Essas questões ajudarão a analisar dinâmicas e discursos sociais estabelecidos nas redes e a maneira como as candidaturas podem impactar e ser impactadas por elas. Esperamos, também, que contribuam para outros esforços na compreensão das múltiplas faces do discurso de ódio contra a mulher, e para respostas em termos de políticas públicas e políticas privadas das redes sociais.
Histórico
A partir da compreensão de que, em momentos de campanhas políticas, os marcadores sociais da diferença passam a ser instrumentalizados – seja para reafirmar identidades e se direcionar a eleitores específicos, seja para confrontar e combater a presença de grupos vistos socialmente como subalternos na disputa eleitoral – o InternetLab monitorou e documentou, nas duas últimas eleições, acontecimentos envolvendo esses marcadores sociais e a internet.
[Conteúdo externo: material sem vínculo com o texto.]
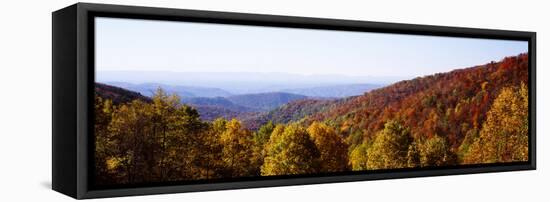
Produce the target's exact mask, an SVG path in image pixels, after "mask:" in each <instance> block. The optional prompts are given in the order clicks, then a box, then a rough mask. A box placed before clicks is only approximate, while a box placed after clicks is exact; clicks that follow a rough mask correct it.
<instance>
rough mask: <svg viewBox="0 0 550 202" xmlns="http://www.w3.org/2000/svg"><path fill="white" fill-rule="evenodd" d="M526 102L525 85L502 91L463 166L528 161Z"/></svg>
mask: <svg viewBox="0 0 550 202" xmlns="http://www.w3.org/2000/svg"><path fill="white" fill-rule="evenodd" d="M528 105H529V99H528V89H527V86H526V85H525V84H523V83H522V84H521V85H520V86H519V87H504V88H502V90H501V91H500V94H499V95H498V96H497V98H496V99H495V100H494V102H493V104H492V106H491V109H490V110H489V112H487V120H486V121H485V122H484V123H483V126H482V128H481V131H480V133H479V137H478V138H477V139H476V140H475V141H474V143H473V144H472V145H471V146H470V148H469V150H468V152H467V154H466V155H465V157H464V163H467V164H471V163H495V162H514V161H527V160H528V159H529V156H528V153H529V137H528V127H529V117H528V114H529V111H528V110H529V106H528Z"/></svg>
Nos relatórios Outras Vozes: Gênero, Raça, Classe e Sexualidade nas Eleições de 2016 e Outras Vozes: Gênero, Raça, Classe e Sexualidade nas Eleições de 2018, nos quais buscamos produzir uma memória sobre o quanto questões de gênero, classe, raça e sexualidade perpassavam acontecimentos políticos na internet e informavam, em alguma medida, a percepção que candidatas(os) e eleitoras(es) pertencentes a diferentes grupos sociais possuíam do pleito eleitoral. Nas eleições de 2020, além do que expomos acima, seguimos com o objetivo de contribuir para a produção de memórias relacionadas ao uso da internet por candidatos e eleitores.
Pelo InternetLab, o MonitorA é uma das frentes do projeto Reconhecer, Resistir e Remediar, uma parceria com a organização indiana IT for Change, financiada pelo IDRC (International Development Research Center), para pesquisar manifestações e problemas no enfrentamento ao discurso de ódio online contra mulheres no Brasil e na Índia. Ver mais sobre o projeto e suas diferentes frentes aqui.
¹ Alguns desses desafios também foram pensados no documento Eleições, Internet e Direitos: Contribuições da Coalizão Direitos na Rede ao processo eleitoral de 2020, produzido pela Coalizão Direitos na Rede.
² A pesquisa, deste ano, situa-se em um projeto maior sobre Discurso de Ódio contra mulheres no Brasil. A escolha pelos estados da Bahia, Minas Gerais, Pará, Santa Catarina e São Paulo, desse modo, está relacionada à pesquisa de jurisprudência feita anteriormente pelo InternetLab em que esses foram os estados selecionados. Os estados Rio de Janeiro e Rio Grande do Sul, por sua vez, foram escolhidos por conta das candidaturas de Benedita da Silva (PT) e Manuela D’Ávila (PCdoB), alvos frequentes de discurso de ódio nas redes sociais.